In FIG. 8A, a processor pipeline 800 includes a fetch stage 802, an optional length decoding stage 804, a decode stage 806, an optional allocation (Alloc) stage 808, an optional renaming stage 810, a schedule (also known as a dispatch or issue) stage 812, an optional register read/memory read stage 814, an execute stage 816, a write back/memory write stage 818, an optional exception handling stage 822, and an optional commit stage 824. One or more operations can be performed in each of these processor pipeline stages. For example, during the fetch stage 802, one or more instructions are fetched from instruction memory, and during the decode stage 806, the one or more fetched instructions may be decoded, addresses (e.g., load store unit (LSU) addresses) using forwarded register ports may be generated, and branch forwarding (e.g., immediate offset or a link register (LR)) may be performed. In one example, the decode stage 806 and the register read/memory read stage 814 may be combined into one pipeline stage. In one example, during the execute stage 816, the decoded instructions may be executed, LSU address/data pipelining to an Advanced Microcontroller Bus (AMB) interface may be performed, multiply and add operations may be performed, arithmetic operations with branch results may be performed, etc.

By way of example, the example register renaming, out-of-order issue/execution architecture core of FIG. 8B may implement the pipeline 800 as follows: 1) the instruction fetch circuitry 838 performs the fetch and length decoding stages 802 and 804; 2) the decode circuitry 840 performs the decode stage 806; 3) the rename/allocator unit circuitry 852 performs the allocation stage 808 and renaming stage 810; 4) the scheduler(s) circuitry 856 performs the schedule stage 812; 5) the physical register file(s) circuitry 858 and the memory unit circuitry 870 perform the register read/memory read stage 814; the execution cluster(s) 860 perform the execute stage 816; 6) the memory unit circuitry 870 and the physical register file(s) circuitry 858 perform the write back/memory write stage 818; 7) various circuitry may be involved in the exception handling stage 822; and 8) the retirement unit circuitry 854 and the physical register file(s) circuitry 858 perform the commit stage 824.

FIG. 8B shows a processor core 890 including front-end unit circuitry 830 coupled to execution engine unit circuitry 850, and both are coupled to memory unit circuitry 870. The core 890 may be a reduced instruction set architecture computing (RISC) core, a complex instruction set architecture computing (CISC) core, a very long instruction word (VLIW) core, or a hybrid or alternative core type. As yet another option, the core 890 may be a special-purpose core, such as, for example, a network or communication core, compression engine, coprocessor core, general purpose computing graphics processing unit (GPGPU) core, graphics core, or the like.

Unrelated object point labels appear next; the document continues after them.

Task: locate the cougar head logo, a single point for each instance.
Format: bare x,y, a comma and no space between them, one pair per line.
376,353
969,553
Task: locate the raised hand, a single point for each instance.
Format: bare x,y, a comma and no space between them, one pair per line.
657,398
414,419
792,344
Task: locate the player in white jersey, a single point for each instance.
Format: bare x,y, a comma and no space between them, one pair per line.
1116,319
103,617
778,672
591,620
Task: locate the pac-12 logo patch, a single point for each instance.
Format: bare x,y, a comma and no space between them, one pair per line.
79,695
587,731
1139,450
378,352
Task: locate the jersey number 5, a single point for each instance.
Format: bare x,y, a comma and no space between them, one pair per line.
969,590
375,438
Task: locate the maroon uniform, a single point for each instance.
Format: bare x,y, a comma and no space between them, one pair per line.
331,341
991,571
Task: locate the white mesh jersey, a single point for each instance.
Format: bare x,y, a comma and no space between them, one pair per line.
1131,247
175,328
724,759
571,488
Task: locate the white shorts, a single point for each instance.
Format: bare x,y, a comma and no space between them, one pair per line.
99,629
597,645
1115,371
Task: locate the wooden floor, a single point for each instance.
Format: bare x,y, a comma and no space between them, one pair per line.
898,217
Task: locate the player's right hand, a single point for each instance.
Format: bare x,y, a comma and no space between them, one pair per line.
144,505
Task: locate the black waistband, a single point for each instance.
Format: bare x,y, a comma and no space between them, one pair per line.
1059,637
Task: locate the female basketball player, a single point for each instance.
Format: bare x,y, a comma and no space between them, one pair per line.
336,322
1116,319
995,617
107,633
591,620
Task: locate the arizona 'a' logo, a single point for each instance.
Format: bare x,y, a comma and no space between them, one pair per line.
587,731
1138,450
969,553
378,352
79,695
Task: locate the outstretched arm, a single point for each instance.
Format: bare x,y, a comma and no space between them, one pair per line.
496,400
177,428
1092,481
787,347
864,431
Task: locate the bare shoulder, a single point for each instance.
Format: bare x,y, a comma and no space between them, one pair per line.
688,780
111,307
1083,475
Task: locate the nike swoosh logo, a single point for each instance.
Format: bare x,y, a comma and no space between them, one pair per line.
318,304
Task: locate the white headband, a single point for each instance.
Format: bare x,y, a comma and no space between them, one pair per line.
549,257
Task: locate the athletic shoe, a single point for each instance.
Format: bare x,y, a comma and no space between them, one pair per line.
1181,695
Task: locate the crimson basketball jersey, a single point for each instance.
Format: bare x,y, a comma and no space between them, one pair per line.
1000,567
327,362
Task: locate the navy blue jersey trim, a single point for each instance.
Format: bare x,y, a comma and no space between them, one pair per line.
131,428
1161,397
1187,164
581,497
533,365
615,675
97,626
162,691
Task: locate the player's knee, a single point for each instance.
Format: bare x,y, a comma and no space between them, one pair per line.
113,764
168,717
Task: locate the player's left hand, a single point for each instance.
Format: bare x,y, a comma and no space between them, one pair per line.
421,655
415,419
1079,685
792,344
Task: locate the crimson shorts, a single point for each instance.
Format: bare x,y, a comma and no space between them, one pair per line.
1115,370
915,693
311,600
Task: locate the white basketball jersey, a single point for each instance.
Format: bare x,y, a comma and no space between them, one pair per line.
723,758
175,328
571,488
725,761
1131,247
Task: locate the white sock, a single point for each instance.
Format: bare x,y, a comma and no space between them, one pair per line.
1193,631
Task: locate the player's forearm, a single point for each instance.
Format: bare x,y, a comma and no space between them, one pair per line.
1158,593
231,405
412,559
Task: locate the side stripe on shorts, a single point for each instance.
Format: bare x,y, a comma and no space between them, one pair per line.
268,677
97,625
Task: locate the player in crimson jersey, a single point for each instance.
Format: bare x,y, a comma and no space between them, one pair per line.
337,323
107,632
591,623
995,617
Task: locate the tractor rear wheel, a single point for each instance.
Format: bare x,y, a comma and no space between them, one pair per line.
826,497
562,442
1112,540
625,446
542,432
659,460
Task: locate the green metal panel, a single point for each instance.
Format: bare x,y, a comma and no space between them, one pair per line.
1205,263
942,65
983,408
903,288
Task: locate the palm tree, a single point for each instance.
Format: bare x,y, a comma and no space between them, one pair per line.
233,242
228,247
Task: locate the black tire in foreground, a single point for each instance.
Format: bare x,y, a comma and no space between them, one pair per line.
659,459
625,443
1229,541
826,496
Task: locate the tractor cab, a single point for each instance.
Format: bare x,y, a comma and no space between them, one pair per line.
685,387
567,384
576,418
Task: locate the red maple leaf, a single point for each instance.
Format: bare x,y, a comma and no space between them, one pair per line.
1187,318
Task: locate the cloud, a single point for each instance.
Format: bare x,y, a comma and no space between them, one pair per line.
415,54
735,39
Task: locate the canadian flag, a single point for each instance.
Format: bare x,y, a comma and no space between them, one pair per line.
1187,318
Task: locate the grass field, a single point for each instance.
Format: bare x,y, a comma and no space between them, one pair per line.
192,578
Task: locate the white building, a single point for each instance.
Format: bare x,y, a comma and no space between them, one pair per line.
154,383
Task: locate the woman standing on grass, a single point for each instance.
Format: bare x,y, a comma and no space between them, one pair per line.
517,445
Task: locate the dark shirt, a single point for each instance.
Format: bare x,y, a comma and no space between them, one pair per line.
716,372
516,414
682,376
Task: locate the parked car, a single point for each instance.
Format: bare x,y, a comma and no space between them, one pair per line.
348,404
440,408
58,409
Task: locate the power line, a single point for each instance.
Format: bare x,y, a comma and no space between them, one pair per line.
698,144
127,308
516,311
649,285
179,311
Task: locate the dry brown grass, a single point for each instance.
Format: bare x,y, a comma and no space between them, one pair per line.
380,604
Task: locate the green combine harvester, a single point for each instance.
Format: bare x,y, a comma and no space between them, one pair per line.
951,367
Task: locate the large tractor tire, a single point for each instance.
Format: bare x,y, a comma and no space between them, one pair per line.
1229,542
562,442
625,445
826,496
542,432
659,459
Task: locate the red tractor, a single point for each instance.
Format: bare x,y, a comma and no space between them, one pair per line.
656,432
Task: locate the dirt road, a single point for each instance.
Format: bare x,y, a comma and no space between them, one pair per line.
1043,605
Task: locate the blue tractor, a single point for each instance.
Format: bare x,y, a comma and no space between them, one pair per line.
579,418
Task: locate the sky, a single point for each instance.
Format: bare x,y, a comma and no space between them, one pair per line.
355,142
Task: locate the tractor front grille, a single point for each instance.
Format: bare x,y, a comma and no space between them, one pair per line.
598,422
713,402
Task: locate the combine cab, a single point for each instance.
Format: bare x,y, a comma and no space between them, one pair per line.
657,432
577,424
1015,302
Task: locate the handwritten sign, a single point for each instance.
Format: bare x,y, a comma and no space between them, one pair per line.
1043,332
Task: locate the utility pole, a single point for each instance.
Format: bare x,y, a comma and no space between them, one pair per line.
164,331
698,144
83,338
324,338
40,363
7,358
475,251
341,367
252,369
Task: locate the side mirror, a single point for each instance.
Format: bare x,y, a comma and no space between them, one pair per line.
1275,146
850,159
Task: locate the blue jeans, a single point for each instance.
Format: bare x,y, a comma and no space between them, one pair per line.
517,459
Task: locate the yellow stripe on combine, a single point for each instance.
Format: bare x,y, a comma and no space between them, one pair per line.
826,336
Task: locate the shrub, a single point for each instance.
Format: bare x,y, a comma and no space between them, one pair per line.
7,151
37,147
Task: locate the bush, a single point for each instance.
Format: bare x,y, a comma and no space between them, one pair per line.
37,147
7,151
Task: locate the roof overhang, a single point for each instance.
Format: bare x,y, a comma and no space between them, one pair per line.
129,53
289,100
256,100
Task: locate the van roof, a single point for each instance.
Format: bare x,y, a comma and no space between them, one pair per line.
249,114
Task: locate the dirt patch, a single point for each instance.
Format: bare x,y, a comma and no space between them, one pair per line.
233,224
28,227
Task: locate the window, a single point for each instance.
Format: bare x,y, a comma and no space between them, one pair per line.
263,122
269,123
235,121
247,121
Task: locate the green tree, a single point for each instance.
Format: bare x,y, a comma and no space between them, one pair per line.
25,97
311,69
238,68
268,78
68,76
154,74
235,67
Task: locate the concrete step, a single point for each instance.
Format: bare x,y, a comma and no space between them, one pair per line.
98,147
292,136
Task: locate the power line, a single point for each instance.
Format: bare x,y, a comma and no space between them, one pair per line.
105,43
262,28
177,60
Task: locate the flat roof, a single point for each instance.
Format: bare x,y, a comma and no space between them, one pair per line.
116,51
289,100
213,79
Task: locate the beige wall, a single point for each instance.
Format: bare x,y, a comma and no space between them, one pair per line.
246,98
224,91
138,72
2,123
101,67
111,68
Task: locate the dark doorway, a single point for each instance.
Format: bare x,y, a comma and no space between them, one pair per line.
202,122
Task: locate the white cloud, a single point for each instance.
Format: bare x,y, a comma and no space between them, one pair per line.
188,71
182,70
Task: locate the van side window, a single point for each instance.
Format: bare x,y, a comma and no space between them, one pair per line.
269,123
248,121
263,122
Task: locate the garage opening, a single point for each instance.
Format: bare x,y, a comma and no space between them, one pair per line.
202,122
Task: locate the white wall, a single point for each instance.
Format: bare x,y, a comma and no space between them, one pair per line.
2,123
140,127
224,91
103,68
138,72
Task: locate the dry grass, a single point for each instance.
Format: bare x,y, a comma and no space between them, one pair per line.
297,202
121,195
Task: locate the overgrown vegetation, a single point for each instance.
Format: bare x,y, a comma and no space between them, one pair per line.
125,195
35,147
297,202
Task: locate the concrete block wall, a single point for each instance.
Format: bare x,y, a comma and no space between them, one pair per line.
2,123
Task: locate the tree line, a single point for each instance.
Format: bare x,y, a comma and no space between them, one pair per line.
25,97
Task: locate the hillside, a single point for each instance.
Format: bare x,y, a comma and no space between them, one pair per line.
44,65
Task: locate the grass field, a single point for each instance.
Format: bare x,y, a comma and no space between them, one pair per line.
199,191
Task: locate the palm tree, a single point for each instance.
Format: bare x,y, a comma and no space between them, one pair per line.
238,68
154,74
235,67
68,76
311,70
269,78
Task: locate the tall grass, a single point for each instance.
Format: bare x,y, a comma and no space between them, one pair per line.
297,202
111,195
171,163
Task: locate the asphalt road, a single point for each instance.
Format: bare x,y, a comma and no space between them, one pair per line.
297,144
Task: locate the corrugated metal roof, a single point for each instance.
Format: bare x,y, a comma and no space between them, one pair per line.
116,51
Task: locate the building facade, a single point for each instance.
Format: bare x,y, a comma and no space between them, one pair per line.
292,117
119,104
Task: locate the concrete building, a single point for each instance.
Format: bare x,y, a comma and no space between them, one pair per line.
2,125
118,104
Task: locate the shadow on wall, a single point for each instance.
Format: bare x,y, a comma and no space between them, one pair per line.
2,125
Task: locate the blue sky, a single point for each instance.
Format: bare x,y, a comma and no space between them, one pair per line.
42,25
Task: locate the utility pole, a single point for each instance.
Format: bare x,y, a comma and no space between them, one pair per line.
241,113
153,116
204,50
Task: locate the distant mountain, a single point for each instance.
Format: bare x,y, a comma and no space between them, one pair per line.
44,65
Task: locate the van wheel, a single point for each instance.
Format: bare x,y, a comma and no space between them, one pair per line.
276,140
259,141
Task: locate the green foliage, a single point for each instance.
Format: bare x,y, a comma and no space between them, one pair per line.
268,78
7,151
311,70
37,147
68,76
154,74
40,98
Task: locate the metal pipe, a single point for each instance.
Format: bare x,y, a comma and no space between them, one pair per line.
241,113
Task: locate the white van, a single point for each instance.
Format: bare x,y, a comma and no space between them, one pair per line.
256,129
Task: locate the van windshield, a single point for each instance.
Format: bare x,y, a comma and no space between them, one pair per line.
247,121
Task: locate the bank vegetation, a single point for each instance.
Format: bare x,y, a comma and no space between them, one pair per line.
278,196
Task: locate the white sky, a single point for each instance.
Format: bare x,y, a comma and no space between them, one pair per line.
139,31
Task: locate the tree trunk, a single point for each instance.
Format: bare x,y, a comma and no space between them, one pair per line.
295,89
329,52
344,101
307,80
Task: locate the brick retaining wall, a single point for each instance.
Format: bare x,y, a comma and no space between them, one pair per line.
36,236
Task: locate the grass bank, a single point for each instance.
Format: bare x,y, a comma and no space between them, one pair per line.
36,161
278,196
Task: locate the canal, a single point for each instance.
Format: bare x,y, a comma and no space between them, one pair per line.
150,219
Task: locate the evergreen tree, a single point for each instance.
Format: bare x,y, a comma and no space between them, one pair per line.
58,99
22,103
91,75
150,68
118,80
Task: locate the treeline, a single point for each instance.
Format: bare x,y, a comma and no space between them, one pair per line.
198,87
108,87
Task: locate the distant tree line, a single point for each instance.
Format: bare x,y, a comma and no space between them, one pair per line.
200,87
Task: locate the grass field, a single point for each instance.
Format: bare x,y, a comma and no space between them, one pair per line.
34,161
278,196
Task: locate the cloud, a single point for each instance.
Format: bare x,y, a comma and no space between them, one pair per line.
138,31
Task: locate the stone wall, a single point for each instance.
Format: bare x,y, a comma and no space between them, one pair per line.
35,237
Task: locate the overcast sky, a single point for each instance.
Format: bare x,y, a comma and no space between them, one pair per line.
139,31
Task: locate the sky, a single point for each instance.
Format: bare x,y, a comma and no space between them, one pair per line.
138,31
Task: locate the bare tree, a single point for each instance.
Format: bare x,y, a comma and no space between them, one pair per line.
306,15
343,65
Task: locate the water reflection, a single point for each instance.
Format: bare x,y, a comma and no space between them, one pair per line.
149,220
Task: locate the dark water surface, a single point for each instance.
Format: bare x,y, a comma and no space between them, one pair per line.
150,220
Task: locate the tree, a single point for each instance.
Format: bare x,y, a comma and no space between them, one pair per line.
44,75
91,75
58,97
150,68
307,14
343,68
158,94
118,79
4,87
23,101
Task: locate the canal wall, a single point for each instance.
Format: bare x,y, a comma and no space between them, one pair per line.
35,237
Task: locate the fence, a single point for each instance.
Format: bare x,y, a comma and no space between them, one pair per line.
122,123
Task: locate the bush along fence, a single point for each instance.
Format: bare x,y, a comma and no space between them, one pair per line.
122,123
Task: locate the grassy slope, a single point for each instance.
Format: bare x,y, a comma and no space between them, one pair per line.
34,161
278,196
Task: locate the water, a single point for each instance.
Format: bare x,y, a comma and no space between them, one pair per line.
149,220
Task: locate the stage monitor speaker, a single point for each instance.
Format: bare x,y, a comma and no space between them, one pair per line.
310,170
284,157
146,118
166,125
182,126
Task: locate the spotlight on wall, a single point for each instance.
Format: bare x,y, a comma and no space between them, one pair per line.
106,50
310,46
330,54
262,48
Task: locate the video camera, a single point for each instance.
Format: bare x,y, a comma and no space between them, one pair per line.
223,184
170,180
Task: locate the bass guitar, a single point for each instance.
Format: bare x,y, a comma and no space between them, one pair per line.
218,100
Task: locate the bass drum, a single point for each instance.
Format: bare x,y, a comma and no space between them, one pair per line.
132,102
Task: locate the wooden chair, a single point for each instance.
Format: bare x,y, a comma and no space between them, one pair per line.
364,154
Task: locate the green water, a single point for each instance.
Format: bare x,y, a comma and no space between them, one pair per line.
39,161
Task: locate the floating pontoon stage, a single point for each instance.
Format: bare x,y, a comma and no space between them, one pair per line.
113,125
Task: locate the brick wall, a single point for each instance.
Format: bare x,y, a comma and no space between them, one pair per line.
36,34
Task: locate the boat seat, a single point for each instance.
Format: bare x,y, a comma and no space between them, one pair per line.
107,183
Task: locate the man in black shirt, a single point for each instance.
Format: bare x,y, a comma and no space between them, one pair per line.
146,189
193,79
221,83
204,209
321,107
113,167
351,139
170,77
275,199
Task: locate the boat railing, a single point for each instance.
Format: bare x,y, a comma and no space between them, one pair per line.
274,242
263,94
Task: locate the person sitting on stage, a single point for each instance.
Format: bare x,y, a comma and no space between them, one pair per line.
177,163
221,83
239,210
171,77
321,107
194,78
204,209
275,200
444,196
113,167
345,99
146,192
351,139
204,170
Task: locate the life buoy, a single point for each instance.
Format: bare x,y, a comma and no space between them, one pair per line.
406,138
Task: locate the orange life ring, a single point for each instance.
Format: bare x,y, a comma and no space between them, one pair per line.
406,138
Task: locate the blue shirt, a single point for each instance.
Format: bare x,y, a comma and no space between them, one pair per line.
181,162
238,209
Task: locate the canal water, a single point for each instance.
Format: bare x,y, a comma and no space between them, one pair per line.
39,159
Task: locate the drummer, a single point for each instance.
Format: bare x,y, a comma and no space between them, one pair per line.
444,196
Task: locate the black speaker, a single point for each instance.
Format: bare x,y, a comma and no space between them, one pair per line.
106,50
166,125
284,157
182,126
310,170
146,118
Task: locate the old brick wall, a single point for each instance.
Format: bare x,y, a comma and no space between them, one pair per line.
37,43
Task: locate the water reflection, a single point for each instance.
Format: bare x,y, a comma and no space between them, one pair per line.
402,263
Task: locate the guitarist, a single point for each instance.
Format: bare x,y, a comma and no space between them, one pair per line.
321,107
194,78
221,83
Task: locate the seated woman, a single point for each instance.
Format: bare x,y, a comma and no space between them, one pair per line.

The front-end unit circuitry 830 may include branch prediction circuitry 832 coupled to instruction cache circuitry 834, which is coupled to an instruction translation lookaside buffer (TLB) 836, which is coupled to instruction fetch circuitry 838, which is coupled to decode circuitry 840. In one example, the instruction cache circuitry 834 is included in the memory unit circuitry 870 rather than the front-end circuitry 830. The decode circuitry 840 (or decoder) may decode instructions, and generate as an output one or more micro-operations, micro-code entry points, microinstructions, other instructions, or other control signals, which are decoded from, or which otherwise reflect, or are derived from, the original instructions. The decode circuitry 840 may further include address generation unit (AGU, not shown) circuitry. In one example, the AGU generates an LSU address using forwarded register ports, and may further perform branch forwarding (e.g., immediate offset branch forwarding, LR register branch forwarding, etc.). The decode circuitry 840 may be implemented using various different mechanisms. Examples of suitable mechanisms include, but are not limited to, look-up tables, hardware implementations, programmable logic arrays (PLAs), microcode read only memories (ROMs), etc. In one example, the core 890 includes a microcode ROM (not shown) or other medium that stores microcode for certain macroinstructions (e.g., in decode circuitry 840 or otherwise within the front-end circuitry 830). In one example, the decode circuitry 840 includes a micro-operation (micro-op) or operation cache (not shown) to hold/cache decoded operations, micro-tags, or micro-operations generated during the decode or other stages of the processor pipeline 800. The decode circuitry 840 may be coupled to rename/allocator unit circuitry 852 in the execution engine circuitry 850.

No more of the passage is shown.